Of course, there are powerful authorities who don’t support SIFs because they say they violate federal law, including the Drug Enforcement Administration and the Department of Justice. Last December, the US Attorney’s Office delivered a stern rebuke to Vermont, one of the states hardest hit by opioid misuse, which was considering a SIF. “It is a crime, not only to use illicit narcotics, but to manage and maintain sites on which such drugs are used and distributed,” the office said in a statement. “Rather than encourage and normalize heroin injection by affording a purportedly legal setting for use, the government must help addicts stop using.” Discussion then stalled in the state legislature. (The only SIF in the US is a facility operated in secrecy, because it may be illegal.)

New York City's plan calls for the support of several district attorneys and the State Health Department. The mayor's office has asked the state health commissioner to authorize the four sites, noting that the commissioner has the authority to do so if they're part of a research study.
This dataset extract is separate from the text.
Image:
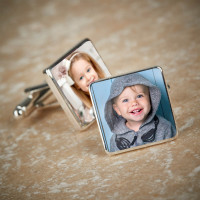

Some law enforcement officials have shown ambivalence about the sites, which go against the prevailing view of drug misuse as a criminal problem, rather than a public health issue. Philadelphia’s police commissioner shifted his position after visiting a SIF in Vancouver, going from “being adamantly against [the sites], to having an open mind.” NYC’s police commissioner, James O’Neill, said in February that he similarly has an open mind about the sites, but "also ha[s] real concerns about quality of life and crime issues around that site.”

No one would deny the issue is complex—a point de Blasio reiterated repeatedly on Friday. “We’re going to come out with a vision of how to handle this very complex matter,” he said. “However we handle this, it is a very complex matter legally and in terms of law enforcement.”